In conclusion, nanoindentation has a wide range of applications in materials science and engineering and has promising prospects for the future. Combining nanoindentation with other characterization methods, such as atomic force microscopy (AFM) and scanning electron microscopy (SEM), thermal analysis methods, X-ray and neutron diffraction techniques, cell biology, and biocompatibility testing, and macro-mechanical testing methods can provide more comprehensive and multidimensional information about the properties of materials, thus deepening the understanding of materials. Multidimensional material characterization by nanoindentation, in combination with other characterization methods, is expected to address current challenges in materials research and play a greater role in materials design and applications.

8. Conclusions

Nanoindentation is an effective method for evaluating the elastoplastic properties of materials and is of great importance in materials science and engineering. However, the experimental data, such as the load-displacement curves and contact stiffness obtained from conventional measurements, are limited to analyzing the mechanical behavior of the indentation process. Therefore, novel numerical methods are critically reviewed in this paper for their advantages when combined with the nanoindentation to further reveal the mechanical behavior of materials. Among the representative numerical methods, the most common method is dimensionless analysis to reproduce the experimental results from different samples and under experimental conditions, which has the advantage of making the test results more generalizable. In addition, with the advantages of machine learning methods and finite element simulations, numerically predicted results can satisfactorily agree with actual indentation test data, thus helping to address the complexity of data analysis and interpretation in nanoindentation testing. Both machine learning methods and finite element model update methods could be good alternatives for providing accurate and efficient numerical tools in practice.

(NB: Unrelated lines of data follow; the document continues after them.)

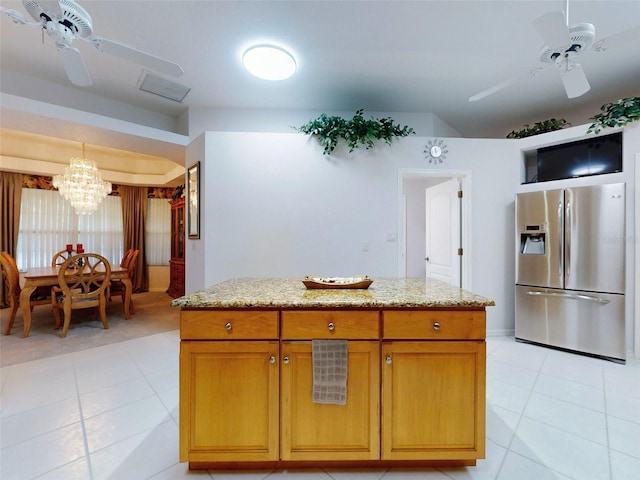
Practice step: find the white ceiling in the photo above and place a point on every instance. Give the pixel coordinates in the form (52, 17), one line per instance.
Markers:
(383, 56)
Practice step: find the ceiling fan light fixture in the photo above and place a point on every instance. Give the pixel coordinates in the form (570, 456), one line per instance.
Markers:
(269, 62)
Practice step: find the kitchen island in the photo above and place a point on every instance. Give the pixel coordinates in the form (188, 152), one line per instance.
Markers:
(415, 375)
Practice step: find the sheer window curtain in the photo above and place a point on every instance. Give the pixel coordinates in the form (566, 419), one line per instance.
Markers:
(10, 199)
(48, 222)
(134, 215)
(158, 231)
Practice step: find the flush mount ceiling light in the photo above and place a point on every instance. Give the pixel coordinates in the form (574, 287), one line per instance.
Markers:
(269, 62)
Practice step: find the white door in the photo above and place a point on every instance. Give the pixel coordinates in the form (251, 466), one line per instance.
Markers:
(442, 207)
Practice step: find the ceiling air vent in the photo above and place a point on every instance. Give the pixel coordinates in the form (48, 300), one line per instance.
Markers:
(161, 86)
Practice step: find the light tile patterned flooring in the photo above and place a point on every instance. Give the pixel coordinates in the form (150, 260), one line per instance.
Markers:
(112, 413)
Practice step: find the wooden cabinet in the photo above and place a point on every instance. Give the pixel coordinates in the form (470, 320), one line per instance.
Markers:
(176, 263)
(230, 400)
(229, 388)
(415, 387)
(313, 431)
(433, 400)
(437, 383)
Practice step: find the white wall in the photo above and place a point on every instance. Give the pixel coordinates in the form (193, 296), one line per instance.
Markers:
(277, 207)
(274, 206)
(195, 252)
(203, 119)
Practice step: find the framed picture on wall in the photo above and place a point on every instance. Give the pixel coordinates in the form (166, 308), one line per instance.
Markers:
(193, 182)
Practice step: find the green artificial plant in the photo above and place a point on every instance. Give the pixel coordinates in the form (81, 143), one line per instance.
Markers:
(616, 114)
(539, 127)
(356, 132)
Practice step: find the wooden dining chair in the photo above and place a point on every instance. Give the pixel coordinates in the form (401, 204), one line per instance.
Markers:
(41, 296)
(83, 280)
(125, 258)
(59, 258)
(117, 288)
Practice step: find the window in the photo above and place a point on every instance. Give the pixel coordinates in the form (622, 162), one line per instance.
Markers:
(48, 223)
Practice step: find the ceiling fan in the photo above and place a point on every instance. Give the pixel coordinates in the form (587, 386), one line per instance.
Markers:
(563, 44)
(64, 21)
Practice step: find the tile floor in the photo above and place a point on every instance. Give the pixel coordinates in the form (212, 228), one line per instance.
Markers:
(112, 413)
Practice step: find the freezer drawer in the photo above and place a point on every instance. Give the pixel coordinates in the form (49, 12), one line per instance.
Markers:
(586, 322)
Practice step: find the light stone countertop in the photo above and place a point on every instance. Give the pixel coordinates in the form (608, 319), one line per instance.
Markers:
(291, 293)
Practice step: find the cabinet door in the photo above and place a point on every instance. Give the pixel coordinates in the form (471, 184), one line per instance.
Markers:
(433, 400)
(228, 401)
(314, 431)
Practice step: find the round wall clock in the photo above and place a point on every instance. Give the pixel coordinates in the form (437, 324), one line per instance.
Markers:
(436, 151)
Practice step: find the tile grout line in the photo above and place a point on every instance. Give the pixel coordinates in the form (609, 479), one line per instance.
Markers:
(531, 391)
(84, 430)
(606, 423)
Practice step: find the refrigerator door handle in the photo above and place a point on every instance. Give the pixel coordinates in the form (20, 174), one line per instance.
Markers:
(567, 242)
(573, 296)
(560, 244)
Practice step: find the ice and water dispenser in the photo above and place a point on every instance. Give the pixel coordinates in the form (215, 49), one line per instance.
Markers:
(533, 240)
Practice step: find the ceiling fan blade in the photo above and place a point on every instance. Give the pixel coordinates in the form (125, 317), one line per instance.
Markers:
(74, 66)
(574, 80)
(553, 29)
(503, 85)
(136, 56)
(51, 6)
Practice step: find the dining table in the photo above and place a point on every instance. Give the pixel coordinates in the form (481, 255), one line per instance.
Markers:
(48, 277)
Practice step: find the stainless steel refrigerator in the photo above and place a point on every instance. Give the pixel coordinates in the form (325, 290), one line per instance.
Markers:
(570, 269)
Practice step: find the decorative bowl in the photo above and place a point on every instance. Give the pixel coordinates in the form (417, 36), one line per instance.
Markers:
(359, 282)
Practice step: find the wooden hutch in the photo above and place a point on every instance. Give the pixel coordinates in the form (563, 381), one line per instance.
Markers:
(176, 264)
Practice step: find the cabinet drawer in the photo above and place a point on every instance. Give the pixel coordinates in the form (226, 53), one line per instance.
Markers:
(434, 325)
(228, 324)
(326, 324)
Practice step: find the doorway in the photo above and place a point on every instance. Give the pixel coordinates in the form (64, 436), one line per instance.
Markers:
(412, 213)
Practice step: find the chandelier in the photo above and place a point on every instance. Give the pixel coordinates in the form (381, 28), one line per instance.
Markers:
(82, 185)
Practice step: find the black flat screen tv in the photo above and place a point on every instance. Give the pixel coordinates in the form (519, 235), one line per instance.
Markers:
(593, 156)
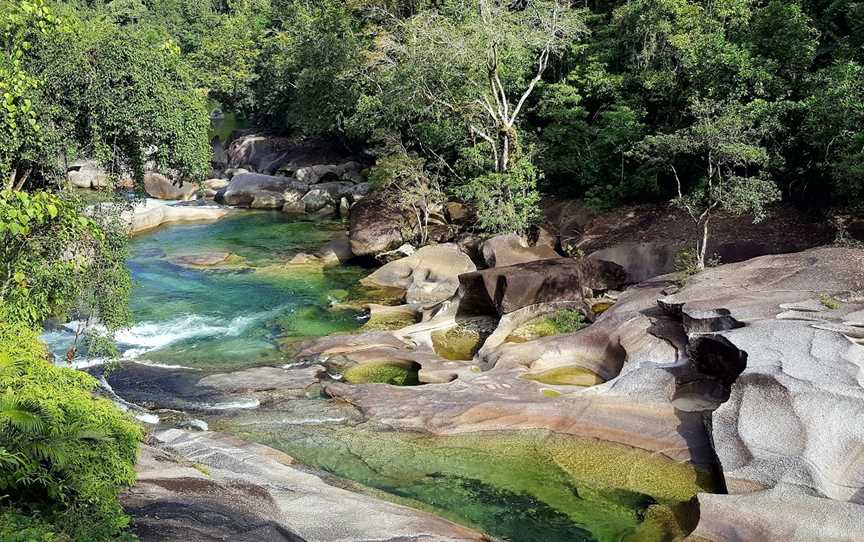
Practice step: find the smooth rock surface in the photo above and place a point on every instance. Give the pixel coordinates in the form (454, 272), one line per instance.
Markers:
(160, 186)
(153, 213)
(792, 419)
(512, 249)
(429, 276)
(376, 227)
(503, 290)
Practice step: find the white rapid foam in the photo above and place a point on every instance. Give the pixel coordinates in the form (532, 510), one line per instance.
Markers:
(146, 336)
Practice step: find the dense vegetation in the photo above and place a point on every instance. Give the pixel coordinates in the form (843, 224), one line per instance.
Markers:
(727, 105)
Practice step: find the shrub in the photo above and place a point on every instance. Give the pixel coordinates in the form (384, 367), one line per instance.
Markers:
(64, 454)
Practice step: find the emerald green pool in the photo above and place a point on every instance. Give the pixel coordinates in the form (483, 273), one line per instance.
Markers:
(249, 308)
(236, 313)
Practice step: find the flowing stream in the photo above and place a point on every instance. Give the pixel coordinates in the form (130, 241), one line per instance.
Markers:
(248, 309)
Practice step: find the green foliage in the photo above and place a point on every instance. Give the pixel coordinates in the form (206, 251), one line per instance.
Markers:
(65, 454)
(381, 373)
(568, 321)
(307, 82)
(23, 141)
(82, 85)
(404, 181)
(227, 60)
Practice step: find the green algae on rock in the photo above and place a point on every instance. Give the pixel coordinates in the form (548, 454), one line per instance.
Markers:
(457, 343)
(531, 486)
(556, 323)
(382, 373)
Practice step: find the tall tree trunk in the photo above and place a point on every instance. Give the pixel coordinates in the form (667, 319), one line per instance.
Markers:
(702, 246)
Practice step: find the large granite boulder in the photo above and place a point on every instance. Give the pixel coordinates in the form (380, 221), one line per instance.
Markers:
(88, 174)
(269, 154)
(154, 213)
(503, 290)
(336, 251)
(347, 172)
(641, 261)
(249, 492)
(512, 249)
(377, 226)
(263, 191)
(159, 186)
(429, 276)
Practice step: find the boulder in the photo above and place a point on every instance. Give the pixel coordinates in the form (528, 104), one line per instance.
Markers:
(263, 191)
(429, 276)
(503, 290)
(269, 155)
(88, 174)
(324, 194)
(360, 191)
(154, 213)
(336, 251)
(248, 492)
(787, 332)
(216, 184)
(512, 249)
(160, 186)
(377, 226)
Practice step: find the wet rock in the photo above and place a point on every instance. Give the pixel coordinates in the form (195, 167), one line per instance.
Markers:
(216, 184)
(160, 186)
(263, 191)
(87, 174)
(512, 249)
(429, 276)
(152, 214)
(269, 155)
(641, 261)
(241, 491)
(376, 226)
(207, 259)
(349, 172)
(326, 194)
(336, 251)
(264, 379)
(503, 290)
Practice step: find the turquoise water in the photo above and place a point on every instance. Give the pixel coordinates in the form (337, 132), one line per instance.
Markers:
(237, 313)
(250, 309)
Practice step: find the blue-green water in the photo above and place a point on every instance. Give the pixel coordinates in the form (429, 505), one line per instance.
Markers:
(248, 310)
(236, 313)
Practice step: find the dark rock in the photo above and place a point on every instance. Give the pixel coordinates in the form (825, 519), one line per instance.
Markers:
(512, 249)
(161, 187)
(263, 191)
(268, 154)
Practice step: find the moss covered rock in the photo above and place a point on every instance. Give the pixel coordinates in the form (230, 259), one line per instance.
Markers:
(570, 375)
(556, 323)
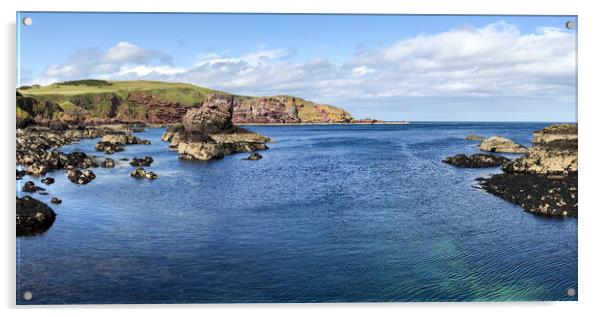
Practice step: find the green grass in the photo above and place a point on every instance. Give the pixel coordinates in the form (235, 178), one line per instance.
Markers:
(94, 96)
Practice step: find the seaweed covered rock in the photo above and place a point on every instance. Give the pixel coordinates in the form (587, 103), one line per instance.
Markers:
(33, 216)
(541, 194)
(108, 163)
(544, 181)
(207, 133)
(476, 160)
(78, 177)
(145, 161)
(501, 145)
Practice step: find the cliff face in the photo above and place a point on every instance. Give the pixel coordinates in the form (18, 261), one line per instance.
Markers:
(157, 102)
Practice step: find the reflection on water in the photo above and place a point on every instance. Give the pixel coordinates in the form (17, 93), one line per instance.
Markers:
(330, 214)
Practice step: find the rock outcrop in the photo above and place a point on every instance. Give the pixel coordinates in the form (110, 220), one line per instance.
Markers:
(141, 173)
(501, 145)
(473, 137)
(544, 181)
(145, 161)
(33, 216)
(208, 132)
(476, 160)
(154, 102)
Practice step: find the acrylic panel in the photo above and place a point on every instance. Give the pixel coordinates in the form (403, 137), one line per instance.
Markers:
(276, 158)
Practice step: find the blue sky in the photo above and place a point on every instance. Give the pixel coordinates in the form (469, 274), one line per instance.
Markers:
(391, 67)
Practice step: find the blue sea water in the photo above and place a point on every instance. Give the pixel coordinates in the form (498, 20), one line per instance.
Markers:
(342, 213)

It is well-accepted that nanoindentation has wide applicability in measuring a wide range of materials. It provides a reliable and accurate method for the mechanical property evaluation of different materials, including metallic materials, alloys, and composite materials. It is worth noting that in future developments regarding smaller scales and harsher loading environments, nanoindentation will face greater challenges and opportunities in terms of automation, versatility, and integration with other characterization techniques, as well as accurate mechanical models and algorithms. These developments will help further promote the application prospects and research areas of nanoindentation.